Have you ever wondered what would happen if you crossed over traditional Korean instruments with post-rock metal? Enter Jambinai! After their debut in 2010, Jambinai has gone from strength to strength resulting in a performance at the Winter Olympics in Pyeongchang in 2018. ‘ONDA’ is the bands’ third album and its an assault on the ears and mind.
At the centre of the music are a guitar, a bamboo oboe (piri), the bow-stringed haegum and the zither geomungo. With tracks like ‘Sawtooth’ or the raw Nightwish-esque ‘Square Wave’ – you’ll hear these instruments often become electrified. The zither and guitar interplay to create crunchy basslines and melodic replacements for keyboards. The piri and haegum often then take over where a lead electric guitar would. In tracks like ‘Small Constellation’ and the epic 13 minute ‘In The Woods’ there are sections where the strings are like guitar solos. Then the shoegaze post-rock electric guitars will often come in and flood the traditional instruments. Often it feels like war.
Across ‘ONDA’ one of the things that struck me was the aggressive passion behind the music. Most tracks have vocals from the band (both male and female) but they wrap around huge drum filled explosions of noise and guitar thrashing. Most post-rock relies on the bludgeoning repetition yet Jambinai refuse to let their tracks sit still. In some ways it reminds me of the angriest Sigur Ros tracks if they were full of shoegaze metal… and Korean. ‘Event Horizon’ is the best example of the ferocity as the entire track is a constant build-up of noise and chords. Usually its the kind of things you get in a middle eight section but here that is an entire four-minute track of powerful catharsis.
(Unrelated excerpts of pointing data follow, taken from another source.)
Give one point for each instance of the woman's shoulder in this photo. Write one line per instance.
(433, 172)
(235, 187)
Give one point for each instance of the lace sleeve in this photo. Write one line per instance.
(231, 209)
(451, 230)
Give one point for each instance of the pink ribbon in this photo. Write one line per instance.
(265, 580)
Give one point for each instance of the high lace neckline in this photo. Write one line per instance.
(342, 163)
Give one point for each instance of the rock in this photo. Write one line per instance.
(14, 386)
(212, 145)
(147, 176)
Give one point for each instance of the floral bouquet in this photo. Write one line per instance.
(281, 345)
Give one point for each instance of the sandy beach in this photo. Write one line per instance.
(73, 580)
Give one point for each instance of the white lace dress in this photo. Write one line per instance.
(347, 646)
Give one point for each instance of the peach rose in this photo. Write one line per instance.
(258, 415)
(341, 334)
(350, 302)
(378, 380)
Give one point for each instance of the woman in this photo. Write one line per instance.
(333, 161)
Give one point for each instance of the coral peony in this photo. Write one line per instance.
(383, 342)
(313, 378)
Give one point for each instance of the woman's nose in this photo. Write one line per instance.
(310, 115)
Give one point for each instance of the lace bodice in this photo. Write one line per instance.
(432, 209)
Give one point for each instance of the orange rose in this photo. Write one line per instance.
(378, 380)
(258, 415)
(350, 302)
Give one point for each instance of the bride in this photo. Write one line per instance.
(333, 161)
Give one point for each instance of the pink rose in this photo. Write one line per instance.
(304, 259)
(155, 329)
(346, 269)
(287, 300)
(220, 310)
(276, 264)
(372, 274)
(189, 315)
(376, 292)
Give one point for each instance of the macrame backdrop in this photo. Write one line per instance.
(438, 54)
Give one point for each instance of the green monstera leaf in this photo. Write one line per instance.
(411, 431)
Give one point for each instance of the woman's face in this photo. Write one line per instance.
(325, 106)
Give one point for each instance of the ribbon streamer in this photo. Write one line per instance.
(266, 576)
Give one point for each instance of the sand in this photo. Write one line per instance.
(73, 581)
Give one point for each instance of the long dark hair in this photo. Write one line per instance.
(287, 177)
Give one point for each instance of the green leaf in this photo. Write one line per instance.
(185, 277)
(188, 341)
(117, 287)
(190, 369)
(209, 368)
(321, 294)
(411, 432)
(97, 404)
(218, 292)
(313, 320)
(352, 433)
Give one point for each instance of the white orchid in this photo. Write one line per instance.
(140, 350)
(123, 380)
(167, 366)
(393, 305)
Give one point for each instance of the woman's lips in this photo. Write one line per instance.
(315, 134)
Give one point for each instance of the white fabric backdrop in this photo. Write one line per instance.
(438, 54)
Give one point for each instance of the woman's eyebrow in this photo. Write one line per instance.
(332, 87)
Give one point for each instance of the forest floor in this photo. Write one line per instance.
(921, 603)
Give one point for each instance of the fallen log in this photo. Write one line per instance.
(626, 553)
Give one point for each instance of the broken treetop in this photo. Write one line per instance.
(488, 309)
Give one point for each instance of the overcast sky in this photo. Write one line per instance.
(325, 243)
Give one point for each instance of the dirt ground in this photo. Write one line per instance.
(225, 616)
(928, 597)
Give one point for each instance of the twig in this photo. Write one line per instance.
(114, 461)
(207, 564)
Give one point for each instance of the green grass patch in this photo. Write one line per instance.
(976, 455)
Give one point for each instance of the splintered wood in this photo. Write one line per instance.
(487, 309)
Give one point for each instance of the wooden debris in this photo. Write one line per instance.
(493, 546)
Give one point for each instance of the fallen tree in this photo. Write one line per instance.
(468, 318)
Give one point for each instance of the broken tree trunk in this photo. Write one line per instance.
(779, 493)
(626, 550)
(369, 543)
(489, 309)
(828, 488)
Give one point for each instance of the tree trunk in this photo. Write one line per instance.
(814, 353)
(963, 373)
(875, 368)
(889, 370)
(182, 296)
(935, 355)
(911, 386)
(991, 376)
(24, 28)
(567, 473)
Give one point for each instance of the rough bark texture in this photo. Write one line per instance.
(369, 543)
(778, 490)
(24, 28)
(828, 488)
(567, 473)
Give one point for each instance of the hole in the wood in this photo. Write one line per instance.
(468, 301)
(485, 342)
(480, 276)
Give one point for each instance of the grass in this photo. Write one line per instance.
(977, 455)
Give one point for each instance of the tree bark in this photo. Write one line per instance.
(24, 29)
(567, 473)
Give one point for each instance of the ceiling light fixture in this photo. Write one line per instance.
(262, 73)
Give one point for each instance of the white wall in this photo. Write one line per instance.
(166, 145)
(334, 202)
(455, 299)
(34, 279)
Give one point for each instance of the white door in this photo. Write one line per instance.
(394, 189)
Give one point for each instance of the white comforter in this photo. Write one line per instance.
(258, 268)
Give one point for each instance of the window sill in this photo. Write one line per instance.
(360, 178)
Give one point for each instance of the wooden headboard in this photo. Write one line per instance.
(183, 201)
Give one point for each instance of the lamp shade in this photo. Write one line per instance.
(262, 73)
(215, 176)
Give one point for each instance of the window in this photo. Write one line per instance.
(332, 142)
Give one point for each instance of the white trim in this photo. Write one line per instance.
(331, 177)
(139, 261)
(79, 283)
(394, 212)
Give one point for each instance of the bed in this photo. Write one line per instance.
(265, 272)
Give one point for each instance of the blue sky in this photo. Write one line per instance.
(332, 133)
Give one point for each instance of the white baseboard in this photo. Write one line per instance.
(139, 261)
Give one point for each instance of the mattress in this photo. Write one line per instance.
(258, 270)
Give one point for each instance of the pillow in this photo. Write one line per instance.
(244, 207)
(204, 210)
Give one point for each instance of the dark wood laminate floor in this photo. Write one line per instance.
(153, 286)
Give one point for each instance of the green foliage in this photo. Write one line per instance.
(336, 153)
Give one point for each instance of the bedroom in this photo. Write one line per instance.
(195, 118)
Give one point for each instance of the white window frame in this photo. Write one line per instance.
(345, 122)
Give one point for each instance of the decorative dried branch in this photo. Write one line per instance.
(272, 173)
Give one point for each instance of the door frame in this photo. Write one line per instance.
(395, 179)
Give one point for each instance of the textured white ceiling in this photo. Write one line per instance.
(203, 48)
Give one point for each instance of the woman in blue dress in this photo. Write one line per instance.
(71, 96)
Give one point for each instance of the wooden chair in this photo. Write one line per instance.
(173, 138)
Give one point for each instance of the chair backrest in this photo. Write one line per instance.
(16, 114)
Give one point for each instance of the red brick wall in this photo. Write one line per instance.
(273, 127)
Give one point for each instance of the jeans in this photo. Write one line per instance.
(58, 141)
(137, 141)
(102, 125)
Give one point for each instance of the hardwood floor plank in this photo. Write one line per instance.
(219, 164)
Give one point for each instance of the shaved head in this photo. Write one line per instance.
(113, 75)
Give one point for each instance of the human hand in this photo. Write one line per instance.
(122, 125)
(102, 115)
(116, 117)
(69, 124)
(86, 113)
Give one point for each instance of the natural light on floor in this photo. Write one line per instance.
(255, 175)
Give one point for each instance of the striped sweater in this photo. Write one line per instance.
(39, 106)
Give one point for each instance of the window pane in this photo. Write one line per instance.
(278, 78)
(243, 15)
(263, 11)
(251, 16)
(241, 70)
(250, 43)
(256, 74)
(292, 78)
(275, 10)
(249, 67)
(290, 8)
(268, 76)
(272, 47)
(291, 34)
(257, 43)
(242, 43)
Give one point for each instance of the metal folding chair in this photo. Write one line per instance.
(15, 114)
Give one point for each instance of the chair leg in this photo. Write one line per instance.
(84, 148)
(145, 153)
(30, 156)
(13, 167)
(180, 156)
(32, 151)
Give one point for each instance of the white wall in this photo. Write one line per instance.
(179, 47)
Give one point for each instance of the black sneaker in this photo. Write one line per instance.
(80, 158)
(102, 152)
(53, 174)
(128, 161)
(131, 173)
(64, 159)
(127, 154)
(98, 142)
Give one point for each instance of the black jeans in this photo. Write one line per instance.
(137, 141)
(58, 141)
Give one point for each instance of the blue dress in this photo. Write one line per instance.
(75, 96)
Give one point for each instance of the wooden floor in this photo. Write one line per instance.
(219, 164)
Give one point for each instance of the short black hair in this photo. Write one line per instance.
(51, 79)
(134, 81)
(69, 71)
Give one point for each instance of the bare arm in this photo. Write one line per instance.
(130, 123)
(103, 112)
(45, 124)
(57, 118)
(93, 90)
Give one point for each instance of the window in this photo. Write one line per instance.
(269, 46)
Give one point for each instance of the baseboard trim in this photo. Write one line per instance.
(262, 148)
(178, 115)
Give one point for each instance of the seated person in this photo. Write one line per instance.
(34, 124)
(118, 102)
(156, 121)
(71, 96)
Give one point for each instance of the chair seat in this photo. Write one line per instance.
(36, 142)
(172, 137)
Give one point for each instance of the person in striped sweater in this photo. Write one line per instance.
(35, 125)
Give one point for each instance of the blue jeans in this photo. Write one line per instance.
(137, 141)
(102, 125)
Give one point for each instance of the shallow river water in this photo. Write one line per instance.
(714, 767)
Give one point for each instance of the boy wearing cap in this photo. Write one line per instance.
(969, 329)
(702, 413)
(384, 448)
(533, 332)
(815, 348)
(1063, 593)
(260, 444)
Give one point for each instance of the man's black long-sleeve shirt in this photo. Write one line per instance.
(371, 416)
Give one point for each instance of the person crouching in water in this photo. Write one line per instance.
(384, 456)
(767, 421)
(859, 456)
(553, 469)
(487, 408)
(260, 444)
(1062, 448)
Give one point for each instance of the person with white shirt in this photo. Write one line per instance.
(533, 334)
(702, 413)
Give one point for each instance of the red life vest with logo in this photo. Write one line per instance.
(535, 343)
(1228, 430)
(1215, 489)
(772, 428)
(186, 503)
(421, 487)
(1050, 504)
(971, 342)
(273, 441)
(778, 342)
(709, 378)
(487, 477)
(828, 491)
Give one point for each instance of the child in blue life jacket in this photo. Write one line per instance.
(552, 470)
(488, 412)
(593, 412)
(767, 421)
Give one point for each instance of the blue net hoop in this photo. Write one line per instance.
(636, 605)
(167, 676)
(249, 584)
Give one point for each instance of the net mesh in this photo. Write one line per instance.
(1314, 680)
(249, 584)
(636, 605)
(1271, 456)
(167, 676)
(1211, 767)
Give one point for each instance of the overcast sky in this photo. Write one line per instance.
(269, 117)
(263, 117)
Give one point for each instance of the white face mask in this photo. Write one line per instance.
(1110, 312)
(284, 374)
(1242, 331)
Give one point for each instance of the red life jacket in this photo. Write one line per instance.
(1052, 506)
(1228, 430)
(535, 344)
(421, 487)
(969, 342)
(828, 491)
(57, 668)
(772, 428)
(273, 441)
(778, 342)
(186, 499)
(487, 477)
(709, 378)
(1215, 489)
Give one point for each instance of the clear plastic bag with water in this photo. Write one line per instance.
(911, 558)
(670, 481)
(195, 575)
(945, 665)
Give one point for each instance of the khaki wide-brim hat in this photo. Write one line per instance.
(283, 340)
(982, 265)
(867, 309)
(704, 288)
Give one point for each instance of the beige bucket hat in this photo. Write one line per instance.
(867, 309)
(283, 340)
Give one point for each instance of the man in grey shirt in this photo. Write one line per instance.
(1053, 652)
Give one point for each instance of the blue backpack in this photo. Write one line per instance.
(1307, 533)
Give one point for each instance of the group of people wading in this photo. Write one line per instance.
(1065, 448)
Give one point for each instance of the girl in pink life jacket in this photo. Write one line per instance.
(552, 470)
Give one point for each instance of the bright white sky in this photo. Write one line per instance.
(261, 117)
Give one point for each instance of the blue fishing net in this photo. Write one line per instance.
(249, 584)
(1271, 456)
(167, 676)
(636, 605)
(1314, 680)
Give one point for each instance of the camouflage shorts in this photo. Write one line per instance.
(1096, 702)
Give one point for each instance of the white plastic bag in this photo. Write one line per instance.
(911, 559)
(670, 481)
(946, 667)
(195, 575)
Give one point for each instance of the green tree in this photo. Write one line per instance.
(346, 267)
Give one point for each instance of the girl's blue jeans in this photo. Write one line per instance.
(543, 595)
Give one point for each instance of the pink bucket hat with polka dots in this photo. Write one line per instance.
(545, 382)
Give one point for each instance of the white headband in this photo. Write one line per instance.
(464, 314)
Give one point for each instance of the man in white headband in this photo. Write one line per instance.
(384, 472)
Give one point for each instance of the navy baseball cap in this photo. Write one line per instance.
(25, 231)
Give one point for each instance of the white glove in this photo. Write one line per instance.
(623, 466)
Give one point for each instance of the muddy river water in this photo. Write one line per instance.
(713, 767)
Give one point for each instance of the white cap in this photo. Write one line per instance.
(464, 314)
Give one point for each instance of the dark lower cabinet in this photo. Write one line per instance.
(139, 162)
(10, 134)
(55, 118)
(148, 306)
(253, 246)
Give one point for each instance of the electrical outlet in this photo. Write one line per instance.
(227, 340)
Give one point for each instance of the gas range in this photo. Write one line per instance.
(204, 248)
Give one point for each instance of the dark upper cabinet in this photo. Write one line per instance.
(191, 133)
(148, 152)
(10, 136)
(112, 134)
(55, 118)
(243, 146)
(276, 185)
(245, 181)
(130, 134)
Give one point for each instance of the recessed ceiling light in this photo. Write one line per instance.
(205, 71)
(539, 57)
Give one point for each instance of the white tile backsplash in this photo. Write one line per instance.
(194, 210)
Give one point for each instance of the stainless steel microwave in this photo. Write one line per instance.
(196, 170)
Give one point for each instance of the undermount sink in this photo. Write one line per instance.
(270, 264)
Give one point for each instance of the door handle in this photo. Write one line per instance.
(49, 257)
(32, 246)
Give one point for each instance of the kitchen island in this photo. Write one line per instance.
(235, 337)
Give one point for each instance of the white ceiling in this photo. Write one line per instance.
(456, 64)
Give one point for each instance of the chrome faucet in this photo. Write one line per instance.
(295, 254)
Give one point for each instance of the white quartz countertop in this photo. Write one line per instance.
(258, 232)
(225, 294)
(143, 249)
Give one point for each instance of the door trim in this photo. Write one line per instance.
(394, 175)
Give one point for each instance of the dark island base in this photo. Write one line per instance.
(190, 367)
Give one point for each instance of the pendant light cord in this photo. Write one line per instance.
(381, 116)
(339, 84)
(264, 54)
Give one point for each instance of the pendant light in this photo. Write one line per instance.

The title track ‘ONDA’ closes the album off brilliantly too. It starts off reminding me of Mongolian tribal metal band Tennegar Cavalry. Its beats are deep and the traditional instruments and vocals are like calling chants. Then at the two-thirds mark, it explodes into a gothic chanting post-rock anthem. You can’t help but be overcome with the electricity that the band pulses through the speakers.
Long term readers will know I have a penchant for mash-ups of culture or genre. Jambinai does just that and in doing so creates a perfectly dark and heady treat for all rock and cross over fans. I’d love to see them live in a stadium – it is where their music belongs. Visceral rock defined.